14 See also Levine, 567 T.M., Taxfree Exchanges Under Section 1031, at VI.D.3.l.(12) (questioning whether substantial compliance with Regs.§1.1031(k)-1(g)(6) could be a defense to disqualification); Regs. §1.1031(k)-1(g)(6)(iii)(B) (generally permitting post-identification releases of boot for reasons beyond the exchangor’s control); Weller, “Early Distributions from 1031 Exchange Accounts – Another Look at a Strange New Ruling,” 93 J. of Tax’n 73 (2000); Thompson, Jr., “Safe Harbors, Ease of Use, Encourage Deferred Exchanges,” 49 Tax’n for Accountants 196 (October 1992) (payments directly from acquirer do not violate Regs. §1.1031(k)-1(g)(6)).

Possible Taxation of Withholding as Boot

Taxation of the §3402(t) withholding as boot becomes an issue.
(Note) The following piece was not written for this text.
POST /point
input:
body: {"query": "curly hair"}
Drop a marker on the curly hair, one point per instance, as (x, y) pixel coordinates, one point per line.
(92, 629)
It would be helpful for the IRS to clarify that the taxpayer could avoid characterization of the §3402(t) withholding as non-reinvested cash proceeds, if the taxpayer supplies this amount to the QI from other sources, for the QI’s reinvestment in like-kind property. 15 If such funds were needed by the QI before the taxpayer received any cash benefit of the §3402(t) withholding (such as by reducing the taxpayer’s otherwise required tax payment or by the taxpayer’s receipt of a refund of over-withheld tax), the taxpayer would need bridge financing for this period.

15 See Regs. §1.1031(d)-2, Ex. (2) (cash transferred by exchangor offsets boot received in the form of mortgages assumed, which itself is treated as cash received).
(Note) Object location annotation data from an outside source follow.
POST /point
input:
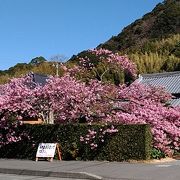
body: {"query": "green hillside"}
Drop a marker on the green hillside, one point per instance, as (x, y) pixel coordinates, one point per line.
(152, 42)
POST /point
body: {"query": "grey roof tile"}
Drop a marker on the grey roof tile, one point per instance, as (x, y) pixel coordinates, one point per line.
(169, 80)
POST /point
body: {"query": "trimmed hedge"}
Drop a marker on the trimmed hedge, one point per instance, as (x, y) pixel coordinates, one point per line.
(130, 142)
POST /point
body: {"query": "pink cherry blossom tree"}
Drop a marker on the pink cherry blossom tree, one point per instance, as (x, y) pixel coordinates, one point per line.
(68, 100)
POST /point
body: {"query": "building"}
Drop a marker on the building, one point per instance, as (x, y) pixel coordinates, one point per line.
(169, 80)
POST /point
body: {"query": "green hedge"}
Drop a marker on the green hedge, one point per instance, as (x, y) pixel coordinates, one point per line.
(130, 142)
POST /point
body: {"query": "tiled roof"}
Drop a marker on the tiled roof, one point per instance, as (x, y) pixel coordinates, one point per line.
(169, 80)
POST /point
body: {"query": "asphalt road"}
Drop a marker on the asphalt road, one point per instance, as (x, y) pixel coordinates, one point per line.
(94, 170)
(21, 177)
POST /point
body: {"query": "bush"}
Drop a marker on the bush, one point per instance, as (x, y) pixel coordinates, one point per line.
(130, 142)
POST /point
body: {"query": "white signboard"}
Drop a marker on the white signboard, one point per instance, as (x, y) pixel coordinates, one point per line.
(46, 150)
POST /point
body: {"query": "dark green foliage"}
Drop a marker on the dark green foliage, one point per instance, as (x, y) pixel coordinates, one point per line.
(161, 22)
(130, 142)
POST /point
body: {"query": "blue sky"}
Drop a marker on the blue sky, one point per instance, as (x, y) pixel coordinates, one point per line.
(31, 28)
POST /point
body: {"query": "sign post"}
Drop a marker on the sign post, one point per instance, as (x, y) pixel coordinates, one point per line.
(47, 150)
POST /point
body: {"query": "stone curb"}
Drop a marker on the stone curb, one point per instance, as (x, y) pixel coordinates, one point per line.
(75, 175)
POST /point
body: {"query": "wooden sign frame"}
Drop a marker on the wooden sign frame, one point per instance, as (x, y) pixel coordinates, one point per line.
(50, 158)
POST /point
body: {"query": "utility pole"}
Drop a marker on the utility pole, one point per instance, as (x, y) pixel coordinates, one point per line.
(57, 68)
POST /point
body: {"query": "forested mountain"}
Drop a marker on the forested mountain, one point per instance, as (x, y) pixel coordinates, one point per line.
(152, 42)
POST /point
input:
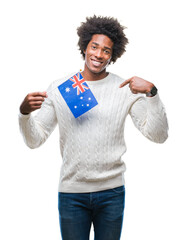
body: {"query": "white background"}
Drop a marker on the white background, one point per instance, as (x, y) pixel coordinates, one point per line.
(38, 44)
Governmental Entity Shortfall

Conversely, the governmental entity may need to locate external cash sources to fund its §3402(t) withholding obligation. 16 In a direct exchange where the governmental entity exchanges entirely property (or pays cash boot, but in an amount less than 3% of its consideration), that governmental entity would have to arrange to be paid by the taxpayer to reimburse to the governmental entity its cash payment of withholding to the IRS at the time of closing.

16 See Regs. §31.3402(t)-4(p) (fair market value of third-party debt obligation paid to vendor subject to §3402(t) withholding).
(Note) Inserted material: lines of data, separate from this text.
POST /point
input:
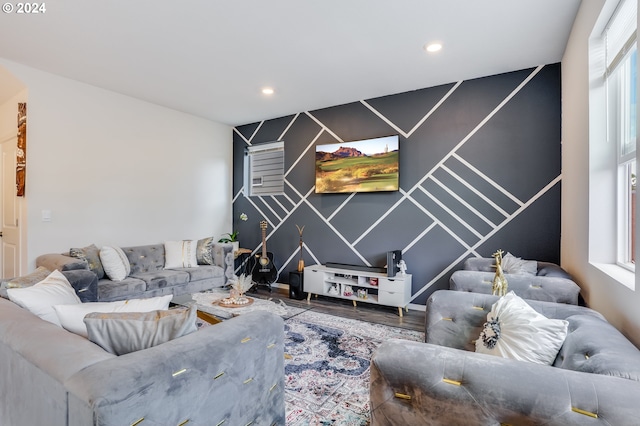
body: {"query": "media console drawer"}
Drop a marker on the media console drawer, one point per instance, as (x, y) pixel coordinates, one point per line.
(358, 286)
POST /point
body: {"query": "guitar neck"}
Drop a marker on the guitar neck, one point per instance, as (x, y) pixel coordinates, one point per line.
(264, 243)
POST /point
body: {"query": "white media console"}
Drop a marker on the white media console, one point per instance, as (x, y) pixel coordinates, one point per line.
(369, 287)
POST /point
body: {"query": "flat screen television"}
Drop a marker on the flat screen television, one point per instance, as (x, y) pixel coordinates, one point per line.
(368, 165)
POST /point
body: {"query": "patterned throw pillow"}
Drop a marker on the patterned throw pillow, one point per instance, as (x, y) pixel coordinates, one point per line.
(91, 254)
(204, 251)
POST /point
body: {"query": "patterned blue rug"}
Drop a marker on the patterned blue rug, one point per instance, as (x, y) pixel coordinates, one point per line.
(327, 367)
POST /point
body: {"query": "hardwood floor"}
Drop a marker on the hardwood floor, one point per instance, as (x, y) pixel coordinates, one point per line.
(412, 320)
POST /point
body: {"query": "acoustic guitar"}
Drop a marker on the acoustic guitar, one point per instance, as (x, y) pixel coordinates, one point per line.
(263, 270)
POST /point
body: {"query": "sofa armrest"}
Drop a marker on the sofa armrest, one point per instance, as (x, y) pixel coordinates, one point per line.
(224, 257)
(546, 288)
(232, 372)
(421, 383)
(60, 262)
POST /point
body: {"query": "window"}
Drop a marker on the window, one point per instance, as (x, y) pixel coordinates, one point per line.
(621, 81)
(264, 169)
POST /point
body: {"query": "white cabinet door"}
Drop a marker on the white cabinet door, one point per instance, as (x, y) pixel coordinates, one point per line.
(313, 280)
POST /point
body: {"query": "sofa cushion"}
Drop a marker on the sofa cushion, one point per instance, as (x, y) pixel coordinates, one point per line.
(121, 333)
(165, 278)
(515, 330)
(40, 298)
(204, 272)
(593, 345)
(180, 254)
(71, 316)
(91, 254)
(145, 258)
(115, 262)
(117, 290)
(30, 279)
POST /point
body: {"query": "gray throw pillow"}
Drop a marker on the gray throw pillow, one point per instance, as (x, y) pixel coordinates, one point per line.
(204, 251)
(124, 332)
(91, 254)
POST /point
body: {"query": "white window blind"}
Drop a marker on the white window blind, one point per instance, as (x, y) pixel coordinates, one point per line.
(620, 33)
(264, 169)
Newly Constructed Buildings Are Not Qualifying §1031 Replacement Property

On another point of interest to §1031 exchangors, the preamble to Regs. §31.3402(t)-4(d) restates the longstanding IRS position that a payment for constructing a building on land already owned by the taxpayer is not a non-withholdable payment for “real property,” but rather is a withholdable “payment for the services and materials used to construct a building.” Thus, one can expect the IRS to adhere to its position in Rev. Proc. 2004-51 that “an exchange of real estate owned by a taxpayer for improvements on land owned by the same taxpayer does not meet the requirements of section 1031.” 17 Exchangors seeking to accomplish a §1031 rollover of their exchange proceeds into the construction of a building on land controlled by an affiliate of that exchangor will presumably continue to use the structure, approved by the IRS in PLR 200251008, of creation of a land lease. 18

17 2004-2 C.B. 294 at §2.05.

18 See Borden, Lederman and Spear, “Build-to-Suit Ruling Breaks New Ground for Taxpayers Seeking Swap Treatment,” 98 J. of Tax’n 22 (2003).

Conclusion

The §3402(t) regulations appear to require 3% withholding on exchange proceeds that are otherwise entitled to income tax deferability under §1031. This creates a potential short-term cash deficit for an exchangor needing its QI to promptly reinvest the entire pre-withholding exchange proceeds. Moreover, issues arise as to proper Form 1099-MISC reporting by the acquiring governmental entity, claiming of the credit for §3402(t) withholding as between the QI and the exchangor, implications of the corresponding credit for the withholding on the determination of the exchangor’s boot, and, where boot exists, possible disqualification of the entire exchange. The IRS should consider granting favorable guidance and regulatory relief in this area.